Recounting incidents from our own lives, we recognize our capacity to create positive change. This is all the more valuable since we are not accustomed to sharing this kind of experience or understanding it as power.
Think of a time in your life when something important and good happened because of what you said or did. Recapture the scene, play it back for yourself.
Note that the guide does not use the word power until later in the general discussion that follows.
Now in groups of three or four, people take turns telling their stories. The guide suggests: As you listen to each story, discern the qualities in that person that were at play.
“I got the principal’s permission to start a recycling program at our school.”
“Instead of backing off, I just stood there and talked to the guard at the nuclear power plant.”
“I was presiding at the board meeting and felt stuck; I decided to relinquish my role as leader, and then everyone was able to decide what to do.”
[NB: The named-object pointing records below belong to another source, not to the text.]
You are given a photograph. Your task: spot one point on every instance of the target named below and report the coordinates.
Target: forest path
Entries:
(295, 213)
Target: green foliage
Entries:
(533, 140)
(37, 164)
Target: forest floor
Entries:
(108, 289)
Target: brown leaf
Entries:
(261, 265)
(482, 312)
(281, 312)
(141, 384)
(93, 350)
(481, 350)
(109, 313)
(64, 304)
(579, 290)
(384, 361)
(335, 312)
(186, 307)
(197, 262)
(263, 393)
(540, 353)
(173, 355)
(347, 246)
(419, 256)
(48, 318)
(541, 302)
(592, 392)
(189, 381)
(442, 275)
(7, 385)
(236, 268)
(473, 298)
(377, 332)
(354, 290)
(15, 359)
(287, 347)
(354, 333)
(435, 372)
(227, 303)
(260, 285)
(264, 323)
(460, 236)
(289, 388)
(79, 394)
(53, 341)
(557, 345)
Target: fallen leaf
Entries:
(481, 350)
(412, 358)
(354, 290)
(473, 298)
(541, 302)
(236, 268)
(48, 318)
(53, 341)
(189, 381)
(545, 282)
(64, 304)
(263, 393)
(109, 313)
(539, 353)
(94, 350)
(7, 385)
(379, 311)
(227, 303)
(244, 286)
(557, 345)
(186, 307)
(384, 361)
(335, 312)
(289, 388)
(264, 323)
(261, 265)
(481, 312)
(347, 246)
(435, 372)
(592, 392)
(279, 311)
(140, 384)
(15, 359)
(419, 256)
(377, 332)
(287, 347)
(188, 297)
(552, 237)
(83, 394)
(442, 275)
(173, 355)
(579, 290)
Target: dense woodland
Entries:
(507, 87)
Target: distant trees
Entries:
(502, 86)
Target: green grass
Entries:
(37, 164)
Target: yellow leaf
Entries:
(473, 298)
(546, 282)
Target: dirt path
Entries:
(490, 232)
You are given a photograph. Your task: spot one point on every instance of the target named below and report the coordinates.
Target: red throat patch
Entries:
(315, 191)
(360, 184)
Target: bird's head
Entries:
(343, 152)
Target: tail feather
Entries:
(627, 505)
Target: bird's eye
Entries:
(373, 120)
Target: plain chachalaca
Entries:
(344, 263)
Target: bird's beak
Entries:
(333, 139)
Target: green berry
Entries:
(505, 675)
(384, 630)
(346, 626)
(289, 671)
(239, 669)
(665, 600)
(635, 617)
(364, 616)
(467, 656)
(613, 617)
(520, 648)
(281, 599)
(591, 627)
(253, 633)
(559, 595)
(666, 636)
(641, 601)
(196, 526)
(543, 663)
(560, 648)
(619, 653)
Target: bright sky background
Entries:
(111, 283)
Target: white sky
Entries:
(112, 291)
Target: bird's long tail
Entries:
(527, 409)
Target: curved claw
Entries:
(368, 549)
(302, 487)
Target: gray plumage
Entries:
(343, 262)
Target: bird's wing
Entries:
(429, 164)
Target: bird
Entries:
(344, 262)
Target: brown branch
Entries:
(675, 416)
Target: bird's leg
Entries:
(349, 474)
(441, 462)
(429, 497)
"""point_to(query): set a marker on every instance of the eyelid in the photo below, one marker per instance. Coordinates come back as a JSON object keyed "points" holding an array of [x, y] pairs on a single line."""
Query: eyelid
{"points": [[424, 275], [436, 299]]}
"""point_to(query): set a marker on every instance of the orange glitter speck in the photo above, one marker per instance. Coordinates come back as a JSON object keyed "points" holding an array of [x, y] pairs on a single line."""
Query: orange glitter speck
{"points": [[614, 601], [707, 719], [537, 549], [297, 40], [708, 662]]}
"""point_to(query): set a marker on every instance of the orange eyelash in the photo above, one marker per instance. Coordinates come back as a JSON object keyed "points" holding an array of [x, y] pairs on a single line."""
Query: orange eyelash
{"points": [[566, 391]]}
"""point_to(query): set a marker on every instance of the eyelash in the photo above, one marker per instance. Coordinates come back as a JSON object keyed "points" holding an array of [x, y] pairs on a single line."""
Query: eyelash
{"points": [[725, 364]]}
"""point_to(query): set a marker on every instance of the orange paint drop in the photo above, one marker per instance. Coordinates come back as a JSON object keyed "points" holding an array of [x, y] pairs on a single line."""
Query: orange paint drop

When the small groups are finished, the guide asks people to call out the qualities they discerned in each other’s stories, and writes them up on newsprint as they are named—empathy, trust, letting go, flexibility. The guide then asks the group to point out those qualities and behaviors that fit new paradigm understanding of power. (see pages XX in Chapter 3).
At one workshop, a man still insisted that he experienced no power in his life. “What gives you pleasure?” the guide asked. “Well, I don’t know. I feel good when I ride my bicycle.” “What is that like?” “Well, I tell you now, it feels good when I’m riding home from work and the traffic is jammed. I just speed by all those cars and trucks; they can hardly move and I’m going where I want to go.” “That sounds like a powerful feeling,” said the guide. “You bet!” said Jim beaming. “I guess that is a kind of power, isn’t it?” And he recognized with pride the guerrilla-power of autonomy and flexibility.